A Times Higher Education (THE) survey of voting intentions ahead of the 2015 General Election found 84 per cent of academics backed left wing parties while only 11 per cent would support Conservatives (merely half of those favouring the far-left Greens).

Another THE poll before the European Union referendum was similarly skewed with 90 per cent backing Remain, 40 per cent saying they were more likely to leave the country and only 10 per cent backed Leave. 

Now Policy Exchange’s Academic Freedom in the UK: Protecting Viewpoint Diversity reports that 54 per cent of academics would feel uncomfortable sitting next to a leave supporter at lunch and a third to half of those reviewing a grant bid would mark it lower if it took a right-wing perspective. 

Insufficient cognitive diversity increasingly prevails in what Sir Roger Scruton once called the emerging ‘leftist academic complex’.

Enjoying freedom and prosperity on a scale young people had never previously known, the ‘soixante-huitards’ of the 1968 student protests followed Antonio Gramsci in believing power resides in cultural hegemony. Education is a front in the ‘war of position’. ‘Cultural subversion’ precedes ‘open insurrection’ in the ‘war of manoeuvre’ against what they saw as the ‘dominant class’. 

A generation of left wing radicals drew inspiration from the student activist and Gramscian Marxist Rudi Dutschke who saw the ‘long march through the institutions’ as a means of subverting bourgeoisie culture by seizing the commanding heights of society.
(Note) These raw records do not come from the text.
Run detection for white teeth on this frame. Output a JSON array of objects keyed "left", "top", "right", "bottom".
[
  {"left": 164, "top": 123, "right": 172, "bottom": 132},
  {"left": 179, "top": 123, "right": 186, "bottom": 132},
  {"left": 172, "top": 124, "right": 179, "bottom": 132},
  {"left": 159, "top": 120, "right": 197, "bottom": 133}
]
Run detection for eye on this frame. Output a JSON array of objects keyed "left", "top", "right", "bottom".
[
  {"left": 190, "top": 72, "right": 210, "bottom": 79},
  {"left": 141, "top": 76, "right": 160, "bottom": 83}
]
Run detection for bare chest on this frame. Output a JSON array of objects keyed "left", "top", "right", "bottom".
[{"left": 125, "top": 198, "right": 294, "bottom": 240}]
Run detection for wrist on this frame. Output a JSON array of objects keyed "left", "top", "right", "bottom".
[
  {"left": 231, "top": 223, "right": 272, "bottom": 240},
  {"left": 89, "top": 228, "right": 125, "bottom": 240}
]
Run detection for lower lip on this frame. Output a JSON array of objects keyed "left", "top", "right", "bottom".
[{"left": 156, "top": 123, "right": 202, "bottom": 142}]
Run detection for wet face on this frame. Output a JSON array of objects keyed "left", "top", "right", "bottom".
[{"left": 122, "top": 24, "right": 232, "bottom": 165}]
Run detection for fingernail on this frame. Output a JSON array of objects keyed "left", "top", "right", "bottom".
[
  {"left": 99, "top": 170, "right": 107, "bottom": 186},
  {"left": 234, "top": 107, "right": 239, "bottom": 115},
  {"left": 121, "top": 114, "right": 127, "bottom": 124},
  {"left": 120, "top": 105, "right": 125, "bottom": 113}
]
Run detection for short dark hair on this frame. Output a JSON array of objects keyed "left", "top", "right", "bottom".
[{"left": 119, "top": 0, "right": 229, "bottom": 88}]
With an ideological freehold on intellectual culture the left is now the academic establishment. 

Clusters of academics with similar views leads to what Policy Exchange calls ‘a structural discriminatory effect’ against the small number of academics on the right who may find grant applications harder and career progression slower. “Left discriminates more than the right”. Yet there are far more of the left to start with. 
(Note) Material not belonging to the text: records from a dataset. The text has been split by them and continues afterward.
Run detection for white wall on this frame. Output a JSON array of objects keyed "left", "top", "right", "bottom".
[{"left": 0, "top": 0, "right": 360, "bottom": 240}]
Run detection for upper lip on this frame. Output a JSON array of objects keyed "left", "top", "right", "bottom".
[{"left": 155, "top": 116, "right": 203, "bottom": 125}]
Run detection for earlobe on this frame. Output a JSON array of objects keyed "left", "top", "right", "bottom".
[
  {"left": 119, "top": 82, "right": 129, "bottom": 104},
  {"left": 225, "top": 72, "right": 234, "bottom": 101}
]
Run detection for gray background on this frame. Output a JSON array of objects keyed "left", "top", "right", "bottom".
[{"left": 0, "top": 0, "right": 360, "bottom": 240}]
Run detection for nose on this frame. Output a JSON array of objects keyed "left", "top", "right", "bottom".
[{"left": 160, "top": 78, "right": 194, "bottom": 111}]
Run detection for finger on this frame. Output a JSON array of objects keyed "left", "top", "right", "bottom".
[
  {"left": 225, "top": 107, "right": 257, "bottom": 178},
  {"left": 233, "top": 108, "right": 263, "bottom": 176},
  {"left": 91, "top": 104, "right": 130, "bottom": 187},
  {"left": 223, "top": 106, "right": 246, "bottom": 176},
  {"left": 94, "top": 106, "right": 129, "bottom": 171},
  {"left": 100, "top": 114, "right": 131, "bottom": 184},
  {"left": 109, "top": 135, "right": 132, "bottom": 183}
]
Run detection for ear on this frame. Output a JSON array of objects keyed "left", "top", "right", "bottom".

It also leads to the chilling effect of self-censorship – J S Mill’s ‘tyranny of the prevailing opinion and feeling’, that can give rise to “a social tyranny more formidable than many kinds of political oppression” – with 63 per cent of ‘very right’ and 44 per cent of ‘fairly right’ academics report a hostile departmental environment. 
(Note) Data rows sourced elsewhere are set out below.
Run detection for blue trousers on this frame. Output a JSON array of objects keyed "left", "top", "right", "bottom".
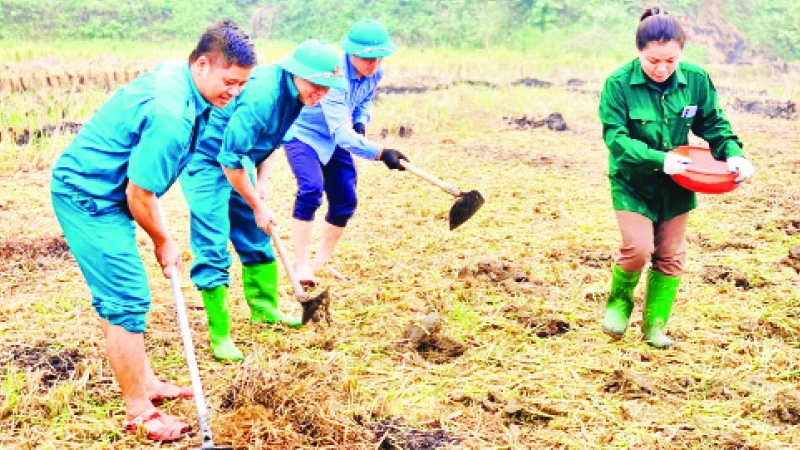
[
  {"left": 285, "top": 139, "right": 358, "bottom": 227},
  {"left": 180, "top": 154, "right": 275, "bottom": 289},
  {"left": 51, "top": 187, "right": 150, "bottom": 333}
]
An anonymous academic who penned ‘I voted for Brexit why do academics treat me as a pariah?‘ in The Guardian asked: “…if established academics at elite universities like Cambridge need bravery to simply state a contrary view, what must it take for a lowly PhD student?” 

Insufficient viewpoint diversity can lead to a purity spiral such as when the University of Sussex organised a workshop for staff titled ‘Dealing with right wing attitudes and politics in the classroom’.

Sir Keith Joseph lamented the right ‘…never got an LSE – far from it – and we never got a New Statesman’. Indeed the cultural influence of the uninvigilated academic left should not be underestimated, for as Friedrich von Hayek observed in The Intellectuals and Socialism, the ‘professional second-hand dealers in ideas’ decide the language of politics. 

Institutional capture by the tenured left paves the way for a small minority of left wing firebrands, successful in hijacking campus bodies and in control of the National Union of Students, to impose their agenda on ‘student-life’ bureaucracies.

They are downstream from Frankfurt School Marxist Herbert Marcuse who thought that free speech is a form of ‘repressive tolerance’ when it allows counter-revolutionary opinions to ‘oppress’ the ‘overpowered’. 

Marcuse demanded ‘new and rigid restrictions on teachings and practices in educational institutions’. The loud-hailing activist minority rejects free expression in favour of banning newspapers and the ‘no-platforming’ of dissenters.

It is easy to joke about ‘Stepford students’ and safe spaces. Yet the chilling effect also spreads outwards from the Junior Common Room. A 2019 survey found nearly half of students polled supported a ban on the feminist thinker Germaine Greer speaking at Cardiff University.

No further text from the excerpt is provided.